Technically Incorrect offers a slightly twisted take on the tech that's taken over our lives.
It didn't come with an umbilical cord. It just came with a charger.
But your smartphone is now more than just your baby. It's your lifeline to your very self.
How bad is it, though, when you are parted from your phone? Do you pine? Do you whine? Does your mind shut down in plaintive grief?
Researchers at the University of Missouri thought they'd test this out. Their conclusions might, to some, seem positively mind-numbing.
Just the headline from the university's own newsroom makes my timbers shiver: "iPhone Separation Linked to Physiological Anxiety, Poor Cognitive Performance, MU Study Finds."

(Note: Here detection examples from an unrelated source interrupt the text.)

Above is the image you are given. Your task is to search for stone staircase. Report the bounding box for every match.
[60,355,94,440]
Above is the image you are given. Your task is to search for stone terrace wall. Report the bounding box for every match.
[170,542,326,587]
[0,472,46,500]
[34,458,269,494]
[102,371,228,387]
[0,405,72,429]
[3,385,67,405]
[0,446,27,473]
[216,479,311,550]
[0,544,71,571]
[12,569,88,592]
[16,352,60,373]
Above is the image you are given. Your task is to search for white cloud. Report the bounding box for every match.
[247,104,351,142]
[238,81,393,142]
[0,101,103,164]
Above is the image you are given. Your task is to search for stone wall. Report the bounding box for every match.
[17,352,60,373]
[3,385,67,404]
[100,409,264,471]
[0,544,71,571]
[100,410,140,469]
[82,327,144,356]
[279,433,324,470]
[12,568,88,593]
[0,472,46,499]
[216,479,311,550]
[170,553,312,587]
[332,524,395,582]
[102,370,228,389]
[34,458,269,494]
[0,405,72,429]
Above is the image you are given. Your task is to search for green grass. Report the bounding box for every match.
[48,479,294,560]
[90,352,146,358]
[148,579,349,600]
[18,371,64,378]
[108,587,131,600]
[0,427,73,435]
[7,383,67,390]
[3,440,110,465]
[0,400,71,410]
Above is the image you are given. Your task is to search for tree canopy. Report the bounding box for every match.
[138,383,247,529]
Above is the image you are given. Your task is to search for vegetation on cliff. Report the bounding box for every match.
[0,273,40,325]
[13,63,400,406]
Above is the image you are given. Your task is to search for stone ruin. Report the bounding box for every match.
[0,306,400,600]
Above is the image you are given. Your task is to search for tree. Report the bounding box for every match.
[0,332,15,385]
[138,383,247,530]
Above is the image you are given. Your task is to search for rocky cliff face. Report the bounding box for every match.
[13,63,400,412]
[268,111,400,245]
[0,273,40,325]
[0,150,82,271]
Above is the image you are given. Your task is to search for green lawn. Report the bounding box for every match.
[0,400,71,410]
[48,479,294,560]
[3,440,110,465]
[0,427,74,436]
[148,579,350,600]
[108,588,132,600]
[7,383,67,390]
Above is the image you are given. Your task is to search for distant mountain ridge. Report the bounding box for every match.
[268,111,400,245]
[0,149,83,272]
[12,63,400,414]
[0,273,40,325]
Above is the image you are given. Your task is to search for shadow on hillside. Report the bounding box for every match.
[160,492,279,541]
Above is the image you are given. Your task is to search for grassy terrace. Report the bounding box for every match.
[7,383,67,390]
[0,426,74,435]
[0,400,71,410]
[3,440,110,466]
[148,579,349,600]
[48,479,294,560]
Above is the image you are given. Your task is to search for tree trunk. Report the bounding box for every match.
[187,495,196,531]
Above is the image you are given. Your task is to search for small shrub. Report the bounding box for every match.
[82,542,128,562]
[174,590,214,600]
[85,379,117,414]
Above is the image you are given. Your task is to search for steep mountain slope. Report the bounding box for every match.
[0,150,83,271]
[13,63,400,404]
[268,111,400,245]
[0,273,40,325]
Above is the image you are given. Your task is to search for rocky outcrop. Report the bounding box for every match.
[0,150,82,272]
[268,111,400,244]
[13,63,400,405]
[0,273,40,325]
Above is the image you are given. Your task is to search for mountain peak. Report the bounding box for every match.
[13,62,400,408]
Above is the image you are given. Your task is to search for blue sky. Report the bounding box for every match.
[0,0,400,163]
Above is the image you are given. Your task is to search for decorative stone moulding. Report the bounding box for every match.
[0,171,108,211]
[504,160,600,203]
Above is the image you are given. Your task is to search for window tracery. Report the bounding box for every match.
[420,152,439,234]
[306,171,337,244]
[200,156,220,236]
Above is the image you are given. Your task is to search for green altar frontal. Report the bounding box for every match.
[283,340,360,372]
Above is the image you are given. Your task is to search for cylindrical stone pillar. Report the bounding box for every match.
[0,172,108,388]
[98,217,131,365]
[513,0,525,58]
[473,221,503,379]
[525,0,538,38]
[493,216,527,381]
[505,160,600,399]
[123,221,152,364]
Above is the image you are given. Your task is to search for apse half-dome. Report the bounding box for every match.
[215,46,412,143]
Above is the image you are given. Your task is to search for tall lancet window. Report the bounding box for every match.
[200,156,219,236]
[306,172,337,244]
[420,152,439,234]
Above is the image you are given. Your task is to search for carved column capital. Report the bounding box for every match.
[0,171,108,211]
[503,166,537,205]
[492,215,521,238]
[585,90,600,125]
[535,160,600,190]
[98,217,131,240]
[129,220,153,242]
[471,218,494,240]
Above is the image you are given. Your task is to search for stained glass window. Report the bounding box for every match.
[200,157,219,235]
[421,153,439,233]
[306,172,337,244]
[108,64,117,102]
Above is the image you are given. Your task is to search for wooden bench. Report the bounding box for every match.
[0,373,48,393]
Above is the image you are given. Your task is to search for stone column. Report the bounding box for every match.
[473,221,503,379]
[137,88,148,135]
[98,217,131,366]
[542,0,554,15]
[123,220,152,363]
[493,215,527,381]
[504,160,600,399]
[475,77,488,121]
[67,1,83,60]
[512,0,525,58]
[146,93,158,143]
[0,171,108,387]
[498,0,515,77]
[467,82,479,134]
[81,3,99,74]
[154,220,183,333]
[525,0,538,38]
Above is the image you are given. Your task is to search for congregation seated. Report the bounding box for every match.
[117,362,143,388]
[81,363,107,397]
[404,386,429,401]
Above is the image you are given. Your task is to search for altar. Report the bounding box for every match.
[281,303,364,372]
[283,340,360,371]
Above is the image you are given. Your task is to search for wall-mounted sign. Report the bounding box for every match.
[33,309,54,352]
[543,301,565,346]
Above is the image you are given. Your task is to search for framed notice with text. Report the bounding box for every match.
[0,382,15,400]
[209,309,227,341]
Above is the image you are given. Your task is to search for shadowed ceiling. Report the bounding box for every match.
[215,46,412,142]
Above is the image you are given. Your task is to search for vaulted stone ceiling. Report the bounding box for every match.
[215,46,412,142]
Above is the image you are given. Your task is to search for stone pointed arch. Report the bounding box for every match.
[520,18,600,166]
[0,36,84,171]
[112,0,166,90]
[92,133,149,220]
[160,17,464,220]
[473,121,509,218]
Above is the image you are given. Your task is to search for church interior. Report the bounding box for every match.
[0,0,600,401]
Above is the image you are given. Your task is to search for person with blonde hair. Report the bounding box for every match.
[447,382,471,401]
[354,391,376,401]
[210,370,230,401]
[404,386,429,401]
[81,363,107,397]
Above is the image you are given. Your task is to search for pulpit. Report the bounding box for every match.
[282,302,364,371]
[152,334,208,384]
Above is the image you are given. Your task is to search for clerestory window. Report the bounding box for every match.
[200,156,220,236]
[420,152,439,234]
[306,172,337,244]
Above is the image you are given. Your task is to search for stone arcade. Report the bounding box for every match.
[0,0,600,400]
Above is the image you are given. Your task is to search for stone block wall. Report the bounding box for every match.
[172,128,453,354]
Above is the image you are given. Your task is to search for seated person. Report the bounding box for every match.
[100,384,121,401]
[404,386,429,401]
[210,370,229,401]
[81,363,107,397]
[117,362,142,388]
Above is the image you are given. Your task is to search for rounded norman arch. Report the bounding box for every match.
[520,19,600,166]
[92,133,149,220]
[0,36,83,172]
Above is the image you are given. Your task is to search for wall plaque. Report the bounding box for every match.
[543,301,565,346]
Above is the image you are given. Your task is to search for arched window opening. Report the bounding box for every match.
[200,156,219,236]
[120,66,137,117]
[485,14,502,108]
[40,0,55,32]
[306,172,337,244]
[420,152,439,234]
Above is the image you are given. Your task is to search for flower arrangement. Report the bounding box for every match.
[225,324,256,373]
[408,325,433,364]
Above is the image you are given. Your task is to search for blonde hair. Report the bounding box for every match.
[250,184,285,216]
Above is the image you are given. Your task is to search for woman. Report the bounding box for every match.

Russell Clayton, lead author of the study, offered this chilling appraisal: "Our findings suggest that iPhone separation can negatively impact performance on mental tasks."
And it's not just that your brain begins to malfunction. Oh, no. There is more deleterious deliciousness.
Clayton explained: "Additionally, the results from our study suggest that iPhones are capable of becoming an extension of our selves such that when separated, we experience a lessening of 'self' and a negative physiological state."
Ladies, if you see a cute but moody man in a bar, please don't immediately think: "He must be an artist." No, try thinking: "He's left his iPhone at home."
You'll be wondering how the researchers reached these painful conclusions. They lied, naturally. They told their guinea pigs that they were testing a wireless blood pressure cuff.
Then they gave their victims word puzzles to do. However, they had to perform them with and without their iPhones. (The researchers specifically use the word "iPhone." And the research report says that all 40 participants were iPhone users. )
Again, the researchers lied to separate their subjects from their phones. They told them the phones were causing "Bluetooth interference." Then, just to ladle on the cruelty, they not only separated people from their phones, but they called those phones while the participants were solving their second word puzzle.
And, my, did their cognitive performance sink.
Still, doesn't everyone get a little more anxious when their phone rings? Isn't this less an expression of longing than one of worry that this might be urgent or even bad news?
Moreover, the subjects reported their levels of anxiety themselves. Might they have exaggerated?
And might this research truly say something about iPhone owners? Might it suggest that they are all drama queens who stand in dutiful line to buy their designer gadgets because they're all neurotics in the first place?
Still, let those who don't mind being separated from their phone cast the first aspersion. I know that when I go out and forgot my phone, I feel slightly denuded and anxious.
Perhaps someone is trying to contact me. Perhaps some astonishing piece of news is happening right now and I don't know about it ("Snapchat buys the New York Times!")
What has the magical revolution of technology wrought? Dependents, that's what.